- Born: Eboni Davis November 16, 1992 (age 33) Seattle, Washington, U.S.
- Modeling information
- Height: 1.78 m (5 ft 10 in)
- Hair color: Brown
- Eye color: Brown
- Agency: CAA (New York); LUMIEN Creative (New York); SMG (Seattle) (mother agency);

= Ebonee Davis =

American model and activist (born 1992)

Eboni Davis (born November 16, 1992), known professionally as Ebonee Davis, is an American model and activist. She appeared in season 18 of America's Next Top Model. She gave a TED Talk on the experience of being an African-American model in the fashion industry. She is known for her Calvin Klein campaign, in which she wore her natural hair.

== America's Next Top Model ==
Davis won one challenge and received one first call-out in week 5. She was also part of a non-elimination bottom four with American contestant Candace Smith, former Britain's Next Top Model, Cycle 6 Runner-Up Alisha White and former Britain's Next Top Model, Cycle 5 contestant Ashley Brown in week 3 after former Britain's Next Top Model, Cycle 3 Runner-Up Louise Watts decided to quit the competition. She also survived a bottom two appearance over American contestant Seymone Cohen-Fobish in week 8 and was eliminated ninth in week 10 where Alisha White who survived also decided to quit the competition immediately in order to accommodate Davis. White was allowed to leave however Davis' elimination decision was final. This resulted in the first time in the show's history that more than one contestant decided to quit during the same season and also the first time where all three remaining contestants (the last American contestant Laura LaFrate and former Britain's Next Top Model, Cycle 5 contestants Annaliese Dayes and Sophie Sumner who eventually won America's Next Top Model, Cycle 18) made it to the next judging without ever appearing in the bottom two at any time throughout the competition.

==Career==
Davis began her career by going to an open casting call in Seattle, Washington.

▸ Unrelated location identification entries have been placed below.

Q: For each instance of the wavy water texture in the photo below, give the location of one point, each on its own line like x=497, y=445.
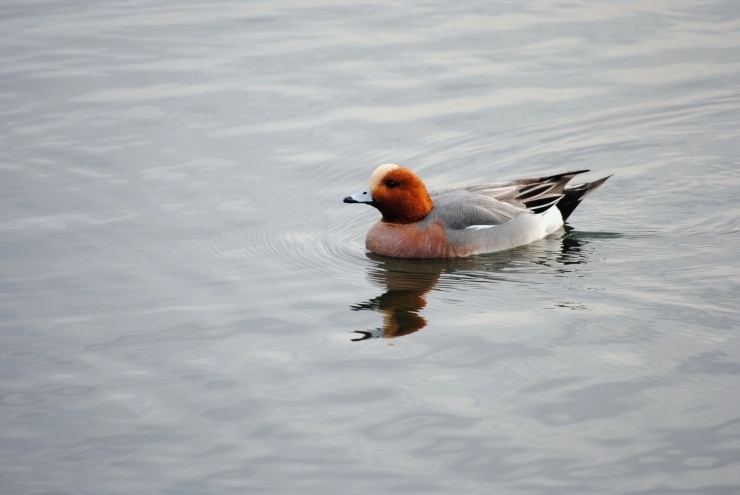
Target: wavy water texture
x=188, y=307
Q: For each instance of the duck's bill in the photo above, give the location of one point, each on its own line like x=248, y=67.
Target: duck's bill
x=363, y=196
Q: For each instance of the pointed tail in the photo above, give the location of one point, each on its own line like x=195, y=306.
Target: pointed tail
x=574, y=195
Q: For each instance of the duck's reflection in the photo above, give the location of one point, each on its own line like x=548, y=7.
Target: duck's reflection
x=406, y=282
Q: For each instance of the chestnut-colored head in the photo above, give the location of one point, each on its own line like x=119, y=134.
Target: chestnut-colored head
x=399, y=195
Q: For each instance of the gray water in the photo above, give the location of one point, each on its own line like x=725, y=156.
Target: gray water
x=187, y=306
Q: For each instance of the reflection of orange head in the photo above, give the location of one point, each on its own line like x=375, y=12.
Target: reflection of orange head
x=399, y=194
x=399, y=309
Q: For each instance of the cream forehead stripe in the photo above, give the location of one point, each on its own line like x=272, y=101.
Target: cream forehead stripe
x=380, y=173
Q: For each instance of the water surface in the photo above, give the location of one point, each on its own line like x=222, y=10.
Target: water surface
x=187, y=306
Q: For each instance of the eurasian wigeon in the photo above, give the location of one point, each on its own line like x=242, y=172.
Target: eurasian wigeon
x=466, y=220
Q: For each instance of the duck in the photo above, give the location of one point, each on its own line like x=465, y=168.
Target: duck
x=466, y=220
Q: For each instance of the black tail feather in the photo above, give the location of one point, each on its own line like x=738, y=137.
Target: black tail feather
x=572, y=196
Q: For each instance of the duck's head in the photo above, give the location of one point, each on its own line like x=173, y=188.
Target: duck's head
x=399, y=195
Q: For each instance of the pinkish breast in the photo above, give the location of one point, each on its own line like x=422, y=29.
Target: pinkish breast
x=408, y=241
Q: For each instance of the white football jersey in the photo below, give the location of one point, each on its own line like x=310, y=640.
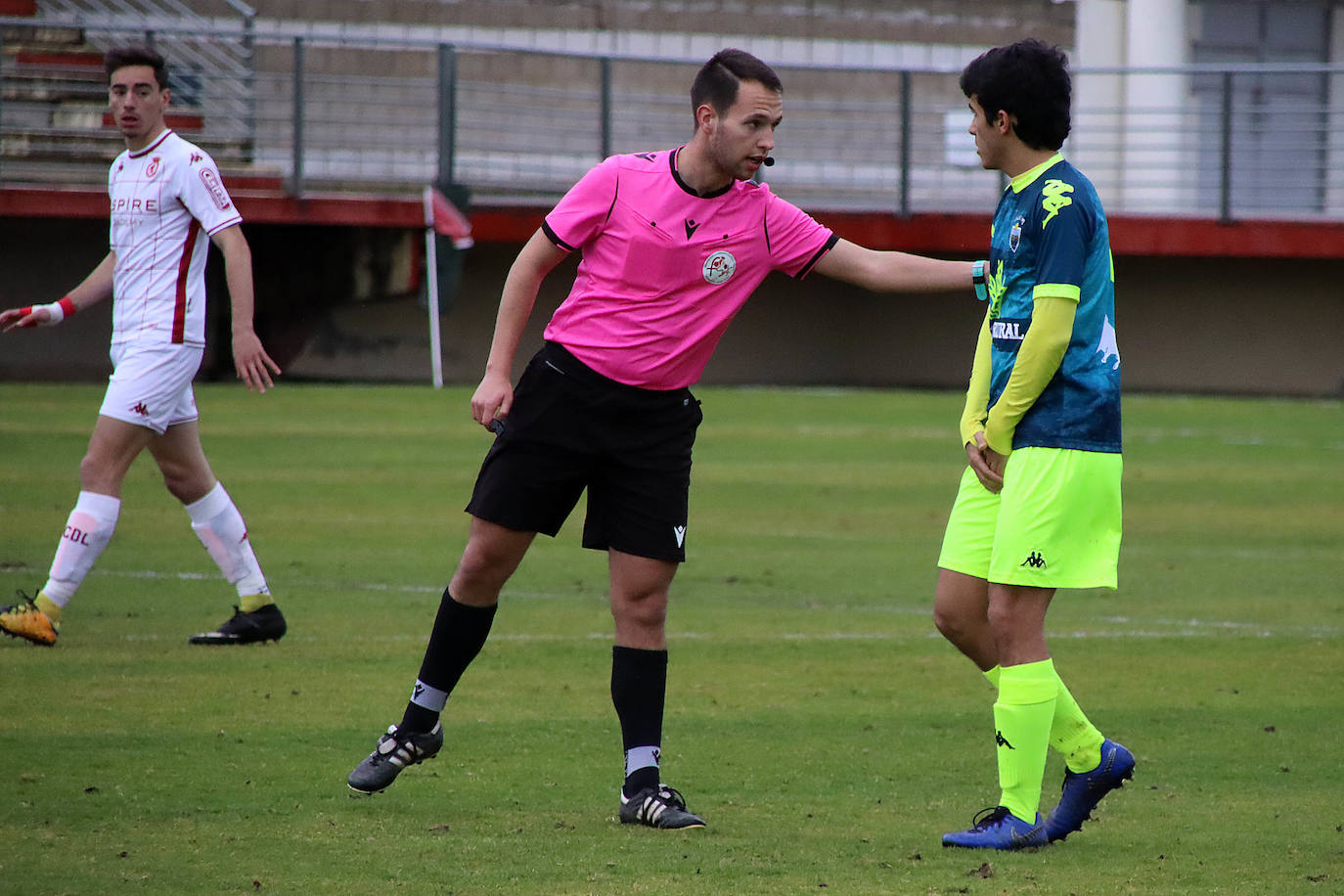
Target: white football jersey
x=167, y=202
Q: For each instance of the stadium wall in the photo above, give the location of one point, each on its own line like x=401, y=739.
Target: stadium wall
x=345, y=304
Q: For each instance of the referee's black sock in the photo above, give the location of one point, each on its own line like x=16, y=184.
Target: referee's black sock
x=459, y=634
x=639, y=687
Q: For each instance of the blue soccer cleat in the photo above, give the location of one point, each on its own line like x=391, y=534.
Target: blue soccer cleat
x=1082, y=791
x=996, y=828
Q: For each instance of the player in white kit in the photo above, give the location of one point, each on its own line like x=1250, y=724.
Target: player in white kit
x=167, y=204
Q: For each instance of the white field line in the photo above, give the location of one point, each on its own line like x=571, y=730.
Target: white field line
x=1106, y=628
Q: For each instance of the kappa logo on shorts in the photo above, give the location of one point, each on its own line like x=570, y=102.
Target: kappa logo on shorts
x=1035, y=560
x=719, y=267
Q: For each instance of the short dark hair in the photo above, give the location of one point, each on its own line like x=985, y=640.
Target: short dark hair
x=132, y=55
x=717, y=82
x=1030, y=81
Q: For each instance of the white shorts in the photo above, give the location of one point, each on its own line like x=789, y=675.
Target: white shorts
x=151, y=384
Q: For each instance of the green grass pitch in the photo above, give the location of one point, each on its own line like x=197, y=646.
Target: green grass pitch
x=815, y=718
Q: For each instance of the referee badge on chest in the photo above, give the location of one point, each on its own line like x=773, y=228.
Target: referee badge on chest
x=719, y=267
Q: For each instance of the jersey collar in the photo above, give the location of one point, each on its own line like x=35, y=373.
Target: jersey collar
x=154, y=146
x=689, y=187
x=1024, y=180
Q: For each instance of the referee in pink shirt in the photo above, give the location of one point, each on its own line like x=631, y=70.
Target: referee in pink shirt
x=672, y=245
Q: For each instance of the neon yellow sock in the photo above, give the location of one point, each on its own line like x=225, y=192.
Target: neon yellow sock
x=1070, y=731
x=1073, y=735
x=53, y=608
x=1023, y=715
x=254, y=602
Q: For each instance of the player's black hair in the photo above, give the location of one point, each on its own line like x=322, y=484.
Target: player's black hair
x=717, y=82
x=1030, y=81
x=132, y=55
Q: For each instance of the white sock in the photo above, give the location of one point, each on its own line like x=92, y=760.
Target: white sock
x=87, y=532
x=221, y=528
x=639, y=758
x=428, y=697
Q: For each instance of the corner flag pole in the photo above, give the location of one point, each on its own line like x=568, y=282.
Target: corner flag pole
x=444, y=219
x=431, y=287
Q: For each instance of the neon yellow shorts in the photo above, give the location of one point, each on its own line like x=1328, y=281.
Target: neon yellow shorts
x=1053, y=525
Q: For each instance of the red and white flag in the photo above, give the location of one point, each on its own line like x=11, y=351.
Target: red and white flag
x=446, y=220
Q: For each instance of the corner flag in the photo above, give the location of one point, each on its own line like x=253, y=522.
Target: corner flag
x=442, y=218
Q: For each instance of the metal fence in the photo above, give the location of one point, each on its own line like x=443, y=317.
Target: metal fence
x=347, y=114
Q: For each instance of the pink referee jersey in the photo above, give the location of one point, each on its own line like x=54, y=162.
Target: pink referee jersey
x=167, y=201
x=664, y=270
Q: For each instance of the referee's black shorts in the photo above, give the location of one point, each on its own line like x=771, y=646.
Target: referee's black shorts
x=570, y=428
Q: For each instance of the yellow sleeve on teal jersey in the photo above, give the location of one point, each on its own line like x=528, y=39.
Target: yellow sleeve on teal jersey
x=1038, y=359
x=977, y=394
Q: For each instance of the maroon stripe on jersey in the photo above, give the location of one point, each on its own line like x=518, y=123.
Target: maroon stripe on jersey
x=179, y=312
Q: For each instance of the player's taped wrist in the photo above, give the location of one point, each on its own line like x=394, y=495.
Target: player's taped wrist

She starred in season 18 of America's Next Top Model, she was eliminated during the show's tenth episode.

She has since appeared in magazines like Sports Illustrated's Swimsuit Issue, Glamour, Teen Vogue, and Harper's Bazaar UK. She has also been featured in advertisements for Calvin Klein, L'Oreal, Pantene, Urban Outfitters, Victoria's Secret Pink, and GAP. She was also one of the models in Kanye West's Season 4 fashion show.